MonkeyLearn is a Machine Learning platform on the cloud for Text Analysis. It allows companies and developers to easily get actionable data from raw text, for example, you can detect topic or sentiment expressed in texts like tweets, chats, reviews, articles and more.
- A Graphical User Interface on the web that allows to easily:Create and test customized machine learning algorithms to solve particular problems.Pick already created algorithms for common problems (sentiment analysis, topic detection, etc).Combine customized and pre-created modules to build high level solutions.

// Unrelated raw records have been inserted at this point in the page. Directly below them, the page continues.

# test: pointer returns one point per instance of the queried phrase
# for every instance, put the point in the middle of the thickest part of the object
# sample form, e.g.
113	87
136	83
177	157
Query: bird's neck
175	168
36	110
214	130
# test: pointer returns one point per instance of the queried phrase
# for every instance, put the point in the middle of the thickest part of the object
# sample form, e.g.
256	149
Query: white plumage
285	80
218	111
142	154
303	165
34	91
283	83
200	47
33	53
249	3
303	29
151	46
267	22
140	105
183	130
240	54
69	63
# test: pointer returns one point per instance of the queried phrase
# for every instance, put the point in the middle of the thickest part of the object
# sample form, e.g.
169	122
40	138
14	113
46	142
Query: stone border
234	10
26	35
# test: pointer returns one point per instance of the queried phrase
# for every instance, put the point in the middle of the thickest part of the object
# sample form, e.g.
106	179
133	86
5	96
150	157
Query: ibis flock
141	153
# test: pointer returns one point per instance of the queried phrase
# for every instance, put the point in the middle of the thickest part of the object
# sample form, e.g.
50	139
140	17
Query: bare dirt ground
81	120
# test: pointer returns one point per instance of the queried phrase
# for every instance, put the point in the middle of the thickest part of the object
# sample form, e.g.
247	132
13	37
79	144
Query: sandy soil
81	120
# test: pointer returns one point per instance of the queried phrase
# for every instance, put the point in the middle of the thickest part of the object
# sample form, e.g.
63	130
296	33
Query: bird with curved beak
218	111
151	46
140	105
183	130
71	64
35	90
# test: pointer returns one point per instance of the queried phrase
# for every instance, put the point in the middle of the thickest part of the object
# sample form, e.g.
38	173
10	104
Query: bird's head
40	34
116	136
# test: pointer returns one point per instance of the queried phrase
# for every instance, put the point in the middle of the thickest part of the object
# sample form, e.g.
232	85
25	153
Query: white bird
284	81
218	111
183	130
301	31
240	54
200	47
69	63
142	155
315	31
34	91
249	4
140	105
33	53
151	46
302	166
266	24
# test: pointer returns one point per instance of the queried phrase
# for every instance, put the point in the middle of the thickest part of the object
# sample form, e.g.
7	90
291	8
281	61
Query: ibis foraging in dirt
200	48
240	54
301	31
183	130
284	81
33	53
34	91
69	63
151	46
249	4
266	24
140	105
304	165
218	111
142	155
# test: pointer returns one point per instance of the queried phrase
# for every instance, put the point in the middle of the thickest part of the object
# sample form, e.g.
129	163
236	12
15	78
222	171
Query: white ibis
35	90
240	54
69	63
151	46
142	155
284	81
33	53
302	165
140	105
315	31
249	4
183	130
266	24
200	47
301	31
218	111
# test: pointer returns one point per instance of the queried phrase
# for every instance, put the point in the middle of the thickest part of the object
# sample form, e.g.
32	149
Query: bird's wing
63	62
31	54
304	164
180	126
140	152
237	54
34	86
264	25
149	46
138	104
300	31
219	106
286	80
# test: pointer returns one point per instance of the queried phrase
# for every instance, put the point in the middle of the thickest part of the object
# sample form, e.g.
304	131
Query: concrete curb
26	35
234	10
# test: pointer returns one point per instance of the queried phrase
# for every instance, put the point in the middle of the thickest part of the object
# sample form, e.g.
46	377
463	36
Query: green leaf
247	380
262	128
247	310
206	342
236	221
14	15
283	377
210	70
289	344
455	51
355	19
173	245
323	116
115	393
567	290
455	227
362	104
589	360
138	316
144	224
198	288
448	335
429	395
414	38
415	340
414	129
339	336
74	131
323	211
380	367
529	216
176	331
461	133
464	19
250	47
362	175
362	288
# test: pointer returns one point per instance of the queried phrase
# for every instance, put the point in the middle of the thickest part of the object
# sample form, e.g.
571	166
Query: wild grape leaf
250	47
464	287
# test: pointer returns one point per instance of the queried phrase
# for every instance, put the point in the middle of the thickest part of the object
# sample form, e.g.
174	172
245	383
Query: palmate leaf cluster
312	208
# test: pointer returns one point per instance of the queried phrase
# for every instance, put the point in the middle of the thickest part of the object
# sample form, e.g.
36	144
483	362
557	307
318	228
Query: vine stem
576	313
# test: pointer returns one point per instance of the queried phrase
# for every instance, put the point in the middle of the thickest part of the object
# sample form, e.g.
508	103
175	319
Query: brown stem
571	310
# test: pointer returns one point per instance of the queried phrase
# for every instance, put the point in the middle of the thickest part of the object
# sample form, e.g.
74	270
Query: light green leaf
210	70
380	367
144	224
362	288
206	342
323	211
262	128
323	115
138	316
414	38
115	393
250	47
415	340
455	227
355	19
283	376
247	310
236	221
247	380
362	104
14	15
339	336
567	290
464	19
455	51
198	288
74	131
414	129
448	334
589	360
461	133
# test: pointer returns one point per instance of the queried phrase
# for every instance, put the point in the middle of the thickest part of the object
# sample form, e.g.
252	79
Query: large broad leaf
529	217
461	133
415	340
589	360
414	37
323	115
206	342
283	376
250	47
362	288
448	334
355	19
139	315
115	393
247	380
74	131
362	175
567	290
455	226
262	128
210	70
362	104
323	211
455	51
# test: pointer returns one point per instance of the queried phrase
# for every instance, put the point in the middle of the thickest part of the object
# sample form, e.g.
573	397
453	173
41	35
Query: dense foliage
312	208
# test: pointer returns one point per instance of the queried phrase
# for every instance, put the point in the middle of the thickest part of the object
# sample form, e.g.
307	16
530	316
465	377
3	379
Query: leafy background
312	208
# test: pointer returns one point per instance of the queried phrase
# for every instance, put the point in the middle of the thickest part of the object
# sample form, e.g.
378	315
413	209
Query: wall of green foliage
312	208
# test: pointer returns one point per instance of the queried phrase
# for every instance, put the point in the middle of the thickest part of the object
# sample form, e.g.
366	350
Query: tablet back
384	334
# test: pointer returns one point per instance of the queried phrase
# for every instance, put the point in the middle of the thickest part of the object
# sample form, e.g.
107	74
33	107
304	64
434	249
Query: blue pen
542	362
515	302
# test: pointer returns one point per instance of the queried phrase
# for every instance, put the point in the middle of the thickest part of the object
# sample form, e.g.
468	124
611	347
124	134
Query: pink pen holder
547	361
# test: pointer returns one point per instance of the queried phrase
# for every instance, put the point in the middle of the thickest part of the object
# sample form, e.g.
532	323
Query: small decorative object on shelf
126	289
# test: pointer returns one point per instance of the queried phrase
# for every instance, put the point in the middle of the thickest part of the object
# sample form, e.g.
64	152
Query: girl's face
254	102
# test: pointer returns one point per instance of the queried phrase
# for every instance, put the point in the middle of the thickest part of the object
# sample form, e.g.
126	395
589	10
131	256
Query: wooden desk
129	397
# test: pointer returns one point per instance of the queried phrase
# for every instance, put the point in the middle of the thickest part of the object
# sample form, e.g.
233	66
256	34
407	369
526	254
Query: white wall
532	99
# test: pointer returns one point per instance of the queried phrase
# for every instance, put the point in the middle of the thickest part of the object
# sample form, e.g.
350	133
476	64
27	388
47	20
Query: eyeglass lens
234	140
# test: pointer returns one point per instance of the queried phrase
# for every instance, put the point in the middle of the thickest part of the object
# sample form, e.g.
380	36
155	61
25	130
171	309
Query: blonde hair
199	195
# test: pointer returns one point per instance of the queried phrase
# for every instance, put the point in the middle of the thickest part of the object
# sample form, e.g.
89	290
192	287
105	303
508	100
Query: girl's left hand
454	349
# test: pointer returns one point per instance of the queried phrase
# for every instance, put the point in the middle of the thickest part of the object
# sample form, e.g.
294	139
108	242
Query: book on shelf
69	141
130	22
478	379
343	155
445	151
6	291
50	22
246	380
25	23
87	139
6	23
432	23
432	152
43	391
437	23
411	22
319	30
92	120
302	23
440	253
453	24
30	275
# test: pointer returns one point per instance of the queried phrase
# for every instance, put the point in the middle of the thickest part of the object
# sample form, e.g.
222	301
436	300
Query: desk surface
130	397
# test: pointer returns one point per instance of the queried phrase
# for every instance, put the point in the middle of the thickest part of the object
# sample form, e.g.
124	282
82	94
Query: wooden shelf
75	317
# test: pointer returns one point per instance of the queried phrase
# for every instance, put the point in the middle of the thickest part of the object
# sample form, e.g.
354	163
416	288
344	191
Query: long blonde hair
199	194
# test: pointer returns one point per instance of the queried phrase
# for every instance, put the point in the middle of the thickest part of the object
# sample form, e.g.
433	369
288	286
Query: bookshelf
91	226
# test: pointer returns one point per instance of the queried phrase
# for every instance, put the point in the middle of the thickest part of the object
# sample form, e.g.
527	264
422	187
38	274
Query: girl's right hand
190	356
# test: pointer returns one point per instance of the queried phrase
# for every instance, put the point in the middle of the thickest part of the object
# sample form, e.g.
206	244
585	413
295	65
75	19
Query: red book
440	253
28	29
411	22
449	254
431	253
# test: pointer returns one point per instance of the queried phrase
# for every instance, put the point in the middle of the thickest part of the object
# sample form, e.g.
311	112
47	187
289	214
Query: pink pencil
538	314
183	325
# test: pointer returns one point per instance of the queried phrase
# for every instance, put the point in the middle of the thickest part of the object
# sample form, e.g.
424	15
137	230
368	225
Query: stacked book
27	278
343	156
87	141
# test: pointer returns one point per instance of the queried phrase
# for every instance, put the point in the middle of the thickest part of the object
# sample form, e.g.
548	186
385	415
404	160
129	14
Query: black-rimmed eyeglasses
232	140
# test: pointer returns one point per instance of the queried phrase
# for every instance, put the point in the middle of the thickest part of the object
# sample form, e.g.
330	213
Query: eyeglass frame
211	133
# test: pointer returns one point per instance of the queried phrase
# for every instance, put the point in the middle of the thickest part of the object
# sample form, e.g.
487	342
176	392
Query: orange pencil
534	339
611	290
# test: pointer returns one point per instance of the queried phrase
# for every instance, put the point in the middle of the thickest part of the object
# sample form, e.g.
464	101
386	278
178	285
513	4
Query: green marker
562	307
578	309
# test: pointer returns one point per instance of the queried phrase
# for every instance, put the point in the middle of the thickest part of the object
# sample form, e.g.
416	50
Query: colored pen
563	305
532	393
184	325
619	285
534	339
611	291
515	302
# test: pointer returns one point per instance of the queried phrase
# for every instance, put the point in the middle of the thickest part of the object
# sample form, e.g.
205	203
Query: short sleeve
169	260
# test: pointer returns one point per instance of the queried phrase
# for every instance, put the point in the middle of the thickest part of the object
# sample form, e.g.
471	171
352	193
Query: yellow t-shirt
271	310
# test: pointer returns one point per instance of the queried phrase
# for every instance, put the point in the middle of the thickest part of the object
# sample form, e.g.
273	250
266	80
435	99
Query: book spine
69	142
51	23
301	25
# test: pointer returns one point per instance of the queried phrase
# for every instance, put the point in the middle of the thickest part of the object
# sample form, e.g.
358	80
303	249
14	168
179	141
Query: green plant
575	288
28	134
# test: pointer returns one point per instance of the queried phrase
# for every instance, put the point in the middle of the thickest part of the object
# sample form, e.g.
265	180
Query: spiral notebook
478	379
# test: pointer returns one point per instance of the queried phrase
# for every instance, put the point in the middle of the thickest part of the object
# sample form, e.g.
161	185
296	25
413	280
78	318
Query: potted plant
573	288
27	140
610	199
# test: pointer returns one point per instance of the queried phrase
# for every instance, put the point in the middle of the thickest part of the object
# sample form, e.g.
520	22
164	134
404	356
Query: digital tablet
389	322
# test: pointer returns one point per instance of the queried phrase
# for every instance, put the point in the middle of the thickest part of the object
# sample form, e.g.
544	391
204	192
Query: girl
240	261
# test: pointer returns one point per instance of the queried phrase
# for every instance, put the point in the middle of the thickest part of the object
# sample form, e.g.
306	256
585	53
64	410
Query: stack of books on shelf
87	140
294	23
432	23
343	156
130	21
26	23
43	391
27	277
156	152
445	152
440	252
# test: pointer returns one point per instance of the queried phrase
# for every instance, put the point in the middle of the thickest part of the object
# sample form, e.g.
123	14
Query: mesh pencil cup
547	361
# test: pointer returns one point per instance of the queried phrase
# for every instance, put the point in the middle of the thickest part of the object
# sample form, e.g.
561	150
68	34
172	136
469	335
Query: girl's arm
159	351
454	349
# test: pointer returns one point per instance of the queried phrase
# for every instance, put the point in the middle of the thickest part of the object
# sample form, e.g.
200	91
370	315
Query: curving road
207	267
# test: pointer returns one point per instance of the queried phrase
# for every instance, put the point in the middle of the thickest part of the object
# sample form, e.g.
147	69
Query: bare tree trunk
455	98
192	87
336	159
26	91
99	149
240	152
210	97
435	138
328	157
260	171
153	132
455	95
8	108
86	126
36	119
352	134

- A scalable cloud computing platform where machine learning algorithms can be trained and ran instantly without installing or deploying any software.
- An API and SDKs (Python, Ruby, Node, Java and PHP) that allows to integrate MonkeyLearn cloud computing engine with any software project, using any programming language.
- A documentation and blog that show to the average user how to use MonkeyLearn for their particular problems
One of the most important features about MonkeyLearn is that you can train a Machine Learning algorithm on the fly with your particular data. That means that by training on particular domain data, you may get much better accuracy in tasks like text classification, e.g. topic detection and sentiment analysis.
MonkeyLearn functionalities are organized in two families of modules:
- Classification: modules that take text and return labels or categories organized in a certain hierarchy.
- Extraction: modules that extract particular data within a text, for example: entities, addresses, keywords and more.
Much of the documentation and terminology in our platform will refer to modules as classifiers or extractors.